The debate over requiring kids to read and report is long and complicated. Librarians I trust say it's helped immensely with comprehension. Others despise reading requirements, from standardized testing to book reports to reading discussions. I know kids who love to talk about what they read, while others- like the character Miranda in this year's Newbery Award winner- jealously guard favorite books, refusing to share.
But I believe Kathi Appelt's point that books become part of us, that we read at different life stages and take away things on many levels is so true. Of course, it doesn't hurt that she and I remember and love many of the same books, especially those read by our grandmothers.
She writes of her teenage son, and Ferdinand the Bull. How I adore Ferdinand! So does son Cooper -
"Cooper was fifteen, but Ferdinand was still with him. Remember this when you’re writing: We carry these stories with us all of our lives.
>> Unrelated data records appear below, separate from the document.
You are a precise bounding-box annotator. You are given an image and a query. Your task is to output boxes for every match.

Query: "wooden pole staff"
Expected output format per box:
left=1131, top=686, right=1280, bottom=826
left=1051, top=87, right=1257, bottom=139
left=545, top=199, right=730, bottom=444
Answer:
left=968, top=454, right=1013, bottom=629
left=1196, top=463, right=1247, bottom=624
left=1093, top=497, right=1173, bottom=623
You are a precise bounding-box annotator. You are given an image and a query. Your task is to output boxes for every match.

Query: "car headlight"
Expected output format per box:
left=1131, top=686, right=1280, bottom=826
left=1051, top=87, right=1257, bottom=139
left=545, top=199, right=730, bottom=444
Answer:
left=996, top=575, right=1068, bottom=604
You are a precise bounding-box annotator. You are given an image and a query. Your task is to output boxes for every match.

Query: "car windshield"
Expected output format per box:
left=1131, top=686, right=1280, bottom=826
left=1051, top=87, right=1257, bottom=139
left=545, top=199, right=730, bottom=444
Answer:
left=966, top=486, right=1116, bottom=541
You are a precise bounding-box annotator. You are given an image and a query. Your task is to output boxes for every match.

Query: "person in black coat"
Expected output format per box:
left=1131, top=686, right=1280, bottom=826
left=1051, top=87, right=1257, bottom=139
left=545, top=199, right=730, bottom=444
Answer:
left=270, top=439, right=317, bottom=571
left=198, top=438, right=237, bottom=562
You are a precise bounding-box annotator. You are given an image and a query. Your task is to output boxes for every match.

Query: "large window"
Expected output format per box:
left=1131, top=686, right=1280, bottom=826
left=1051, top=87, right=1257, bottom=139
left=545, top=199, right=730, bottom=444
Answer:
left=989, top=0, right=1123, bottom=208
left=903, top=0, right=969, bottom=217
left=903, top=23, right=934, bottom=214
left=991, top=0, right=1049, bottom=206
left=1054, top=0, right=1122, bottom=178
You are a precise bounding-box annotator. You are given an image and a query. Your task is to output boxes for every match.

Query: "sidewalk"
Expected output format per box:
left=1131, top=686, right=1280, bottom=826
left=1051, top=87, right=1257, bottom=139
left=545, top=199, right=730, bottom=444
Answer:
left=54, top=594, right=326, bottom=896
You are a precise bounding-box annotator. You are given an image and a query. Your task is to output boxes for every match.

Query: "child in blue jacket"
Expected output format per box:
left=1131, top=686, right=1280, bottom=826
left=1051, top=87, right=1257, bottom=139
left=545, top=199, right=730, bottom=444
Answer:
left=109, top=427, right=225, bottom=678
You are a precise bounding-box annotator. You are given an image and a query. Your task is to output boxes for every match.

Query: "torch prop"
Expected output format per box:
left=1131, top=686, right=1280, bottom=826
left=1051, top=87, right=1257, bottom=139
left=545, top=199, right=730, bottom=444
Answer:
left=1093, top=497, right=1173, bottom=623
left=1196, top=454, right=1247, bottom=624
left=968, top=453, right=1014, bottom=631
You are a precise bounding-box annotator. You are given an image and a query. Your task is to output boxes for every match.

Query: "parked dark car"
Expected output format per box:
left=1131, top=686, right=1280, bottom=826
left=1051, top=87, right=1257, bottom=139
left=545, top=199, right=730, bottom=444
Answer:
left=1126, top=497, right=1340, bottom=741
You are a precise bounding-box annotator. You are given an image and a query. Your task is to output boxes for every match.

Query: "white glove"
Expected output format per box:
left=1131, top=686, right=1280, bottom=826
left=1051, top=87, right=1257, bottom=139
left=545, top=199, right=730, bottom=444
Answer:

There is no delineation. We don’t become fifteen and set aside the stories that we grew up with."
The Underneath, her novel about survival and love and the sheer terror of losing those you need, caused a few adult readers to doubt children would get it. I confess to having reviewed it with a caveat that the cover might draw younger readers who were less likely to appreciate it than older kids. I still think the primary audience is for ten and up, but I've always known that lines are blurred when it comes to book appeal.
We teachers and librarians, parents and writers need an occasional reminder, that Ferdinand and The Underneath, The Runaway Bunny, Hunger Games and way too many books to cite here, may impress us when we are young, but they don't leave us when the book goes back to the library or gets packed away in the attic. The Quiet Old Lady Whispering Hush stays with you long after that little mouse has scampered off the page for the last time.